With the memory of last week’s outage still fresh in everyone’s memory it may seem a little difficult to believe but we are in a much better place than we were in 2009. When the exceptional impact of the storms in April and July last year are stripped out of the annual figures, power outages in the Far North have reduced from more than 900 minutes (15 hours) a year per customer in 2009 to just 255 minutes (4.25 hours) a year in the 2014/2015 financial year.

This has only been made possible by investment and modernisation. There is no denying it; the Far North has an aging network which continues to suffer from a lack of investment in years gone by. However, since 2009 we have been upgrading and refurbishing it as quickly as we possibly can. The challenge we face is to keep getting those reliability numbers up while keeping a cap on costs and prices to the consumers who own us.

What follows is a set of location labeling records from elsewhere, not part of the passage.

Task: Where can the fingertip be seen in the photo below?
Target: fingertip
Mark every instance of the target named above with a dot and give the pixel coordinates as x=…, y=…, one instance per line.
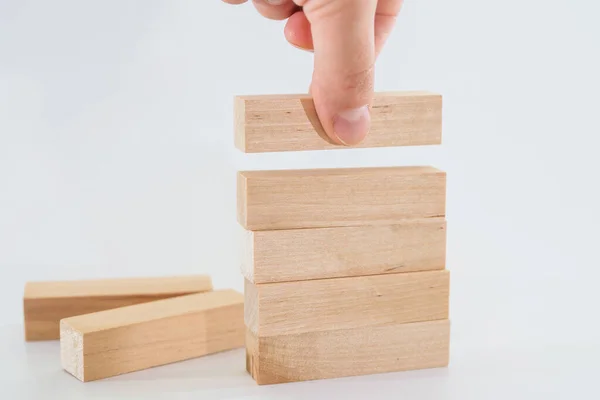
x=351, y=126
x=297, y=31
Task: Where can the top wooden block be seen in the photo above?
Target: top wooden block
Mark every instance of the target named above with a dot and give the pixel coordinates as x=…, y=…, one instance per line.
x=269, y=123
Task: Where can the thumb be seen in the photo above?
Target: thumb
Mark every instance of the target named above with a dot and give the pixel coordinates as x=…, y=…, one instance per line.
x=342, y=84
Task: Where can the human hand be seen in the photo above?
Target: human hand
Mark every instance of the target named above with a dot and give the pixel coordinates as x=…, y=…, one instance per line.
x=346, y=37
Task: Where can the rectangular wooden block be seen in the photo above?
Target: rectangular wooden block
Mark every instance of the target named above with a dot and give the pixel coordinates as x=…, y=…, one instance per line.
x=347, y=352
x=46, y=303
x=302, y=254
x=270, y=123
x=114, y=342
x=322, y=198
x=285, y=308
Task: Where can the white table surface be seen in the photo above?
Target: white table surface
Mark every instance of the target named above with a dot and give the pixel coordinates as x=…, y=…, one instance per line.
x=539, y=369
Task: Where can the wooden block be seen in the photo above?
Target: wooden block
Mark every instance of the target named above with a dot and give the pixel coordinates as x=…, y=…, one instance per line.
x=347, y=352
x=46, y=303
x=270, y=123
x=322, y=198
x=114, y=342
x=302, y=254
x=286, y=308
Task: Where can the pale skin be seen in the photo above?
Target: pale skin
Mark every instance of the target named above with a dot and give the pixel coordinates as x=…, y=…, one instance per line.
x=346, y=37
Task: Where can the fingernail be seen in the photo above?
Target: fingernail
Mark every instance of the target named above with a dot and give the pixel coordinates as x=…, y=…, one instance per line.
x=351, y=126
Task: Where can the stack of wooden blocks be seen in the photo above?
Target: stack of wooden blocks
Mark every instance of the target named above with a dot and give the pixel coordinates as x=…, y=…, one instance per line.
x=345, y=268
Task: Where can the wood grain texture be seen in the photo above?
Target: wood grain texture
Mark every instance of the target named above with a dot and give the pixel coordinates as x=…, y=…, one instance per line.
x=302, y=254
x=113, y=342
x=322, y=198
x=344, y=303
x=269, y=123
x=46, y=303
x=347, y=352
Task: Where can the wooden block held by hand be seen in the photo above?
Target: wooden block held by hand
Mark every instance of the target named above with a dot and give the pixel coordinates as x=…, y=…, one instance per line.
x=347, y=352
x=268, y=123
x=321, y=198
x=46, y=303
x=114, y=342
x=287, y=308
x=302, y=254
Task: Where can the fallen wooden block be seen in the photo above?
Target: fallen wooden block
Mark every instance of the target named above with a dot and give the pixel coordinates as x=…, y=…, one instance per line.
x=46, y=303
x=270, y=123
x=322, y=198
x=347, y=352
x=286, y=308
x=114, y=342
x=302, y=254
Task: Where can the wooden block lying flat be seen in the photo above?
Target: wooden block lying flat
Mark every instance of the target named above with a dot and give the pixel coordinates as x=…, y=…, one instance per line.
x=46, y=303
x=322, y=198
x=347, y=352
x=114, y=342
x=346, y=303
x=289, y=122
x=301, y=254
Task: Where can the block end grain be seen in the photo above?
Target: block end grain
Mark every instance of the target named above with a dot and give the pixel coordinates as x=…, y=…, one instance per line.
x=239, y=112
x=251, y=304
x=247, y=253
x=71, y=350
x=242, y=194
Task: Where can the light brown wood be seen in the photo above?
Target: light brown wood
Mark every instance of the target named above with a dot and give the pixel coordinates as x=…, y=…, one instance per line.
x=46, y=303
x=322, y=198
x=270, y=123
x=344, y=303
x=302, y=254
x=347, y=352
x=113, y=342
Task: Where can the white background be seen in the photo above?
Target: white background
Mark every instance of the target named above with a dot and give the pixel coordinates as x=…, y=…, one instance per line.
x=117, y=159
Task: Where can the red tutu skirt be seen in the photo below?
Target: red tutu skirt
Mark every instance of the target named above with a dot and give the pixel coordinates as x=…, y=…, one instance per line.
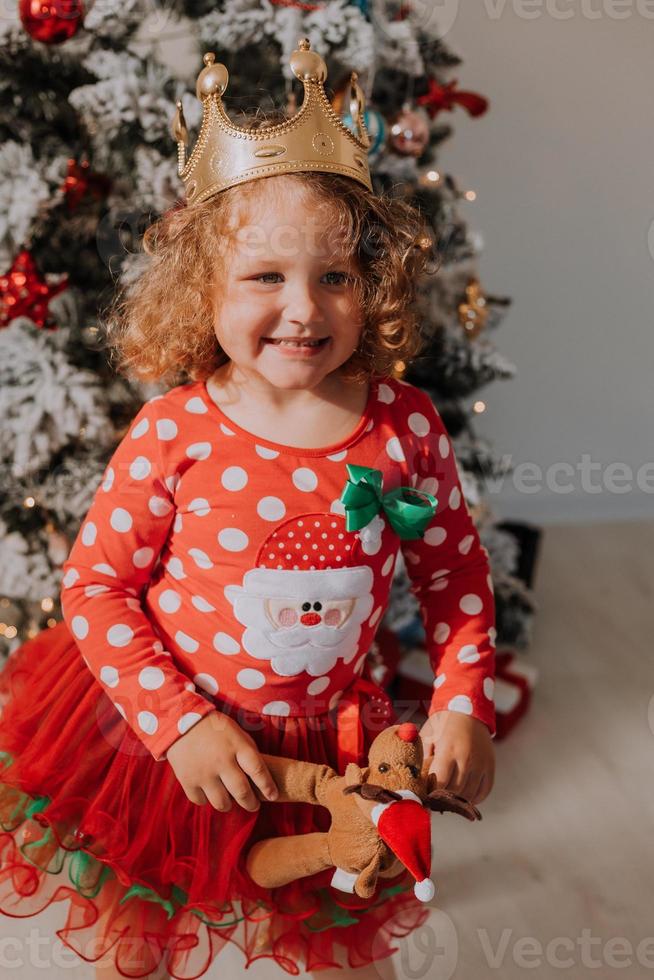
x=87, y=816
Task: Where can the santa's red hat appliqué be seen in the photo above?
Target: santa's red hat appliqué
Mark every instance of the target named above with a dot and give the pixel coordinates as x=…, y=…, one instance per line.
x=405, y=825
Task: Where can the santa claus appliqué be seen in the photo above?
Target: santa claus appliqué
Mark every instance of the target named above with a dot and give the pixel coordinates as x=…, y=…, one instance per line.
x=313, y=588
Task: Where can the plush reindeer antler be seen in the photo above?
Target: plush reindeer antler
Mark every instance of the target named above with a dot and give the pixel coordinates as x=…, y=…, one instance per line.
x=442, y=800
x=369, y=791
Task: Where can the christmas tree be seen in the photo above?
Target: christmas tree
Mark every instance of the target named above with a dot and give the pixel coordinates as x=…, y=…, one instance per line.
x=87, y=161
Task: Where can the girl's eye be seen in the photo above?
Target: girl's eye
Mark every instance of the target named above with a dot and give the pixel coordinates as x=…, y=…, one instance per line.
x=344, y=275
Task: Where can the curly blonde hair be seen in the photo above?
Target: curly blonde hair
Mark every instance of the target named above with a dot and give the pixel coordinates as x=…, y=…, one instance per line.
x=160, y=327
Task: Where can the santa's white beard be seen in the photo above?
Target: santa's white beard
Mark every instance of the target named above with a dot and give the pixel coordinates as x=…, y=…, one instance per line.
x=311, y=648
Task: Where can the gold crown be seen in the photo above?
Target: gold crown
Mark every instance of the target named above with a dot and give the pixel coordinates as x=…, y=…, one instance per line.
x=313, y=139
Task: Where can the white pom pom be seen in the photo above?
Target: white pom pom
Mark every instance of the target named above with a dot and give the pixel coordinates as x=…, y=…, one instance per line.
x=424, y=890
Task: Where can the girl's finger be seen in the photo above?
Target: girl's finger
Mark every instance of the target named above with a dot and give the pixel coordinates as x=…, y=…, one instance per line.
x=445, y=770
x=218, y=796
x=237, y=785
x=253, y=766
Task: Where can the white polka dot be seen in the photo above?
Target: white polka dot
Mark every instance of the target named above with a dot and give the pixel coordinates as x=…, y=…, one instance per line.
x=186, y=642
x=166, y=429
x=207, y=683
x=266, y=453
x=441, y=632
x=418, y=424
x=89, y=534
x=120, y=520
x=388, y=565
x=318, y=686
x=151, y=678
x=234, y=478
x=80, y=627
x=176, y=568
x=233, y=539
x=170, y=601
x=70, y=577
x=466, y=544
x=271, y=509
x=109, y=676
x=188, y=720
x=471, y=604
x=435, y=535
x=199, y=450
x=469, y=654
x=394, y=450
x=276, y=708
x=140, y=428
x=119, y=635
x=140, y=468
x=92, y=590
x=224, y=643
x=375, y=616
x=304, y=479
x=461, y=703
x=108, y=481
x=159, y=506
x=143, y=557
x=196, y=406
x=199, y=506
x=250, y=679
x=201, y=604
x=201, y=558
x=335, y=698
x=104, y=569
x=147, y=722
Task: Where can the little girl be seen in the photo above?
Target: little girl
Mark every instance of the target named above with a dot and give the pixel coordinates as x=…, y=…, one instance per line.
x=218, y=606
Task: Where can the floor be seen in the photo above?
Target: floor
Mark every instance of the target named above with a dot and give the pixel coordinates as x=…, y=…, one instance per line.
x=557, y=878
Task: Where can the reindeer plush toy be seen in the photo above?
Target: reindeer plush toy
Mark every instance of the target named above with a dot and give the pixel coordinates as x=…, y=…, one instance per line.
x=380, y=818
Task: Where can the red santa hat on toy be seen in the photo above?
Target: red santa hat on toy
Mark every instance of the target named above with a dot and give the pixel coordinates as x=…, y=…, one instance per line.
x=405, y=825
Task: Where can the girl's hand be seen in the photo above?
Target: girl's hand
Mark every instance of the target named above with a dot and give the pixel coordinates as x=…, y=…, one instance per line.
x=463, y=754
x=214, y=758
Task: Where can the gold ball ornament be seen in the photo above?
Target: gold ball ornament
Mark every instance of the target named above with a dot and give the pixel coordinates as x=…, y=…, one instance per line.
x=307, y=65
x=473, y=313
x=212, y=79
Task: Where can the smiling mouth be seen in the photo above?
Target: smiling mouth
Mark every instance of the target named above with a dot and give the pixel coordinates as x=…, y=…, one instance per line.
x=288, y=342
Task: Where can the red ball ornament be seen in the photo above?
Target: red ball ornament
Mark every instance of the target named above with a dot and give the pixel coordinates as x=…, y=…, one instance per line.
x=51, y=21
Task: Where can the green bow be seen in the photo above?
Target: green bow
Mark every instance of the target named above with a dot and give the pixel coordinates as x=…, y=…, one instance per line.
x=409, y=511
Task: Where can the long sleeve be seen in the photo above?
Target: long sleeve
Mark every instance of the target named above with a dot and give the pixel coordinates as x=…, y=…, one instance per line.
x=110, y=563
x=450, y=575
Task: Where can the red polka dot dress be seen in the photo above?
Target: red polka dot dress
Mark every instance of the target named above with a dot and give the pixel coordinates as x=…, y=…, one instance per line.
x=215, y=570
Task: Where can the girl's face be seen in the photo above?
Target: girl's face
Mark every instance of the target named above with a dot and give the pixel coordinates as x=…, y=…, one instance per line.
x=285, y=280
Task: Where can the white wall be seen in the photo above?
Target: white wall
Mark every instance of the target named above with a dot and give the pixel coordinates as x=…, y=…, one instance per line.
x=563, y=169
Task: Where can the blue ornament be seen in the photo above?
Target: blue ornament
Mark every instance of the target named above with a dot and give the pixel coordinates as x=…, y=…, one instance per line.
x=376, y=126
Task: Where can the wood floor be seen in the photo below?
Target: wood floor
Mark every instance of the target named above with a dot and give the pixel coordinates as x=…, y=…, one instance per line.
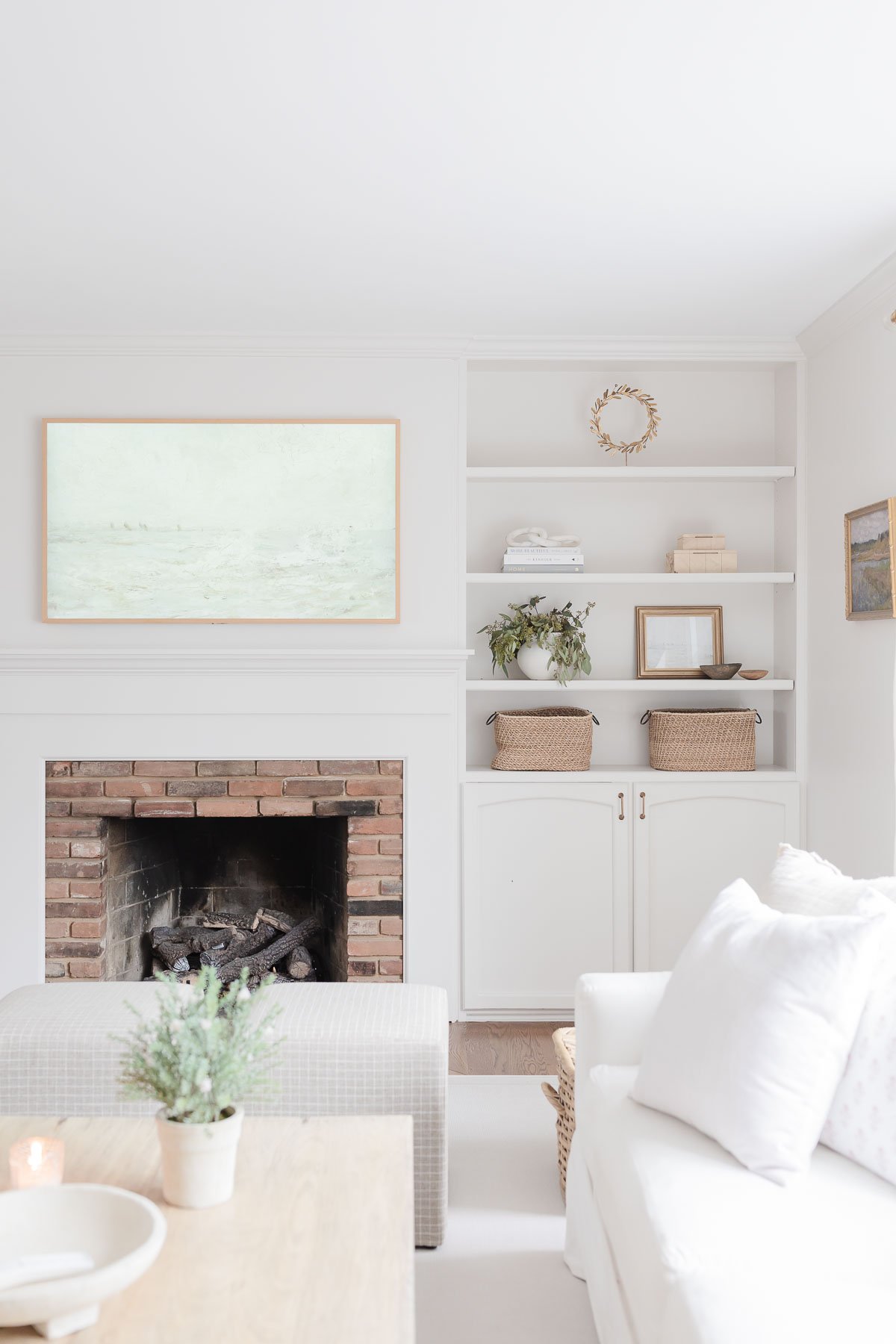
x=503, y=1048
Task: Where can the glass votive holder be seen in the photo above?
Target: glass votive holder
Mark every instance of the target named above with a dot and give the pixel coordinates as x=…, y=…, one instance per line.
x=37, y=1162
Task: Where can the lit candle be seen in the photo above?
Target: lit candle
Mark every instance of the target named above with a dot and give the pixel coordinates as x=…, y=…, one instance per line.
x=37, y=1162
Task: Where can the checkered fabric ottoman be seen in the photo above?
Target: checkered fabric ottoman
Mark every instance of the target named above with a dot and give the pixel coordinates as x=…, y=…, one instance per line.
x=348, y=1050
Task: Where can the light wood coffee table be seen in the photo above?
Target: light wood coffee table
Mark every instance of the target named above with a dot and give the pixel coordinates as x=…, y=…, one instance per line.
x=316, y=1245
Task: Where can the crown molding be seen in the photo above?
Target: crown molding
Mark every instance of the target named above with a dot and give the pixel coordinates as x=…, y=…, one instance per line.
x=630, y=349
x=217, y=662
x=403, y=347
x=876, y=290
x=247, y=346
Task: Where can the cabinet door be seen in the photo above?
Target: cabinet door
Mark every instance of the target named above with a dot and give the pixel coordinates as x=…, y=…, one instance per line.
x=692, y=840
x=546, y=892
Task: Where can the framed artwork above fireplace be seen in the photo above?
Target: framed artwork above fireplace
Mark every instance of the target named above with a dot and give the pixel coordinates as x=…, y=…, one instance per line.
x=222, y=520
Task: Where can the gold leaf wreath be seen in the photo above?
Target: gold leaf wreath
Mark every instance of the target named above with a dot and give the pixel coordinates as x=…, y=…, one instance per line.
x=615, y=396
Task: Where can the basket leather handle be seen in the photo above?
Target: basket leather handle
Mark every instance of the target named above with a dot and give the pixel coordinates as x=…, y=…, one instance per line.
x=554, y=1097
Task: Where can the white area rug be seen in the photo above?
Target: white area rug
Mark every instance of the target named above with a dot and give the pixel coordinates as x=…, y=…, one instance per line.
x=499, y=1277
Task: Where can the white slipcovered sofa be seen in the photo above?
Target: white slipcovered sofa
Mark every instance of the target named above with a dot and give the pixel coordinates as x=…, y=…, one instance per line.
x=348, y=1050
x=680, y=1243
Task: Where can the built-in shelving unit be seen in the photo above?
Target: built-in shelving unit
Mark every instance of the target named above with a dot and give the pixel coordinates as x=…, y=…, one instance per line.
x=626, y=774
x=630, y=475
x=727, y=460
x=656, y=688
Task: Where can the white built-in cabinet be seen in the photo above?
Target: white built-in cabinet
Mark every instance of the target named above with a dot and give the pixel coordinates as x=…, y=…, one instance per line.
x=689, y=841
x=561, y=880
x=546, y=893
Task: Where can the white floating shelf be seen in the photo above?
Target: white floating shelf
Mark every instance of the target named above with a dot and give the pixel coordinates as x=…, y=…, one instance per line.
x=628, y=774
x=675, y=579
x=650, y=685
x=626, y=475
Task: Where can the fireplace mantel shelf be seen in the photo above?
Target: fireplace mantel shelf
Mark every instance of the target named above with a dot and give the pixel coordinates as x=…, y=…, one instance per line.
x=210, y=662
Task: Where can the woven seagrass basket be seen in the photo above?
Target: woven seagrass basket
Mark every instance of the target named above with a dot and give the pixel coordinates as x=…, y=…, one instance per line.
x=563, y=1097
x=703, y=739
x=556, y=738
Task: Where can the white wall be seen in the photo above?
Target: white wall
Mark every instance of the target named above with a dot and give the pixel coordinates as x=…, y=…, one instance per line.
x=422, y=393
x=852, y=461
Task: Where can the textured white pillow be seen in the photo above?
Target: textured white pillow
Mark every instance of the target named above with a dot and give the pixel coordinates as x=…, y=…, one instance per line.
x=753, y=1033
x=862, y=1117
x=803, y=883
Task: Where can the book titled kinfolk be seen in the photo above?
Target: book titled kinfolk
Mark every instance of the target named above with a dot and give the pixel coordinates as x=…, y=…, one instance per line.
x=535, y=567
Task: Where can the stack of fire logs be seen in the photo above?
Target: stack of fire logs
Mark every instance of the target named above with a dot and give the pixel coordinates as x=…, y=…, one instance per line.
x=267, y=941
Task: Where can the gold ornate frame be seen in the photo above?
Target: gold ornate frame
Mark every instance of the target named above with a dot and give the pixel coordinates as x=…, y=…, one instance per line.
x=848, y=520
x=642, y=613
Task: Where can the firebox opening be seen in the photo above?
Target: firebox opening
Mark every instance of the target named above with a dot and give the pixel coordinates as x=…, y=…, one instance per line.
x=168, y=868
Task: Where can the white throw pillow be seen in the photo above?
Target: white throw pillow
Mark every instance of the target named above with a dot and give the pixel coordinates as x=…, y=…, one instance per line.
x=862, y=1117
x=751, y=1036
x=803, y=883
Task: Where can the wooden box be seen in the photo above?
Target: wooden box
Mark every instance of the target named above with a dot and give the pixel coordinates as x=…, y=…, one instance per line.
x=702, y=542
x=702, y=562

Construction of the first two stages of the new ‘East Coast’ 110kV supply line from Kaikohe to Kaitaia, between Kaikohe and Wiroa, were completed and commissioned last year as planned. The project is scheduled for completion in 2026 and will provide Kaitaia and the very Far North with a second source of electricity supply, reducing its dependence on the current aging and vulnerable single high-voltage transmission line from Kaikohe. 2026 is a long time away and in the meantime we are looking at solutions in the short term, similar to the generators at Taipa which kept the power there on last Friday.

We’re making steady progress with plans to extend the Ngawha geothermal power station’s current generating capacity. This will take the facility’s output to 75MW. Peak demand on the Top Energy network is roughly 70MW so an expanded Ngawha should be able to supply the entire demand of the Mid and Far North, reducing our dependence on the single link to the national grid.

Other work we have done to improve the availability and security of the region’s electricity supply includes the construction of new sub stations and of supply ‘loops’ all around the region, from Kaitaia to Kerikeri. The loop concept is simple. If you cut a straight line it isolates the entire line from the break onwards. But if your line is a loop you can change power flows to ensure that as few people as possible are affected by any line break.

It’s having an impact. During the huge storms of July last year the southern part of our network, where the modernisation work is nearing completion, lost just 25 percent of supply. In the north, where work is less advanced, we lost 75 percent of supply.

All this comes at a price. We have spent $160 million on network upgrade and expansion so far and we are looking at an eventual price-tag of more than $260 million. Compare this to the network’s total value of $140 million when the programme started and you’ll understand how, essentially, we are in the process of building a whole new network.

We have been given permission by our regulator to increase our prices to pay for this work but our aim is to keep our price increases as close to the rate of inflation as possible. We’re very aware that the central government subsidies that initially funded the network are gone and so now our customers have to pay for this work as part of their monthly power bill.

Our capital investment in the network replacement and reinforcement, as a proportion of the asset value, outstrips any other network in New Zealand. Put simply, we’re spending more on maintaining and replacing our network than anyone else, compared to how much it is worth.

This will continue for as long as it takes for us to say with confidence that we’re as reliable as any other similar network in the country. You have my assurance of that.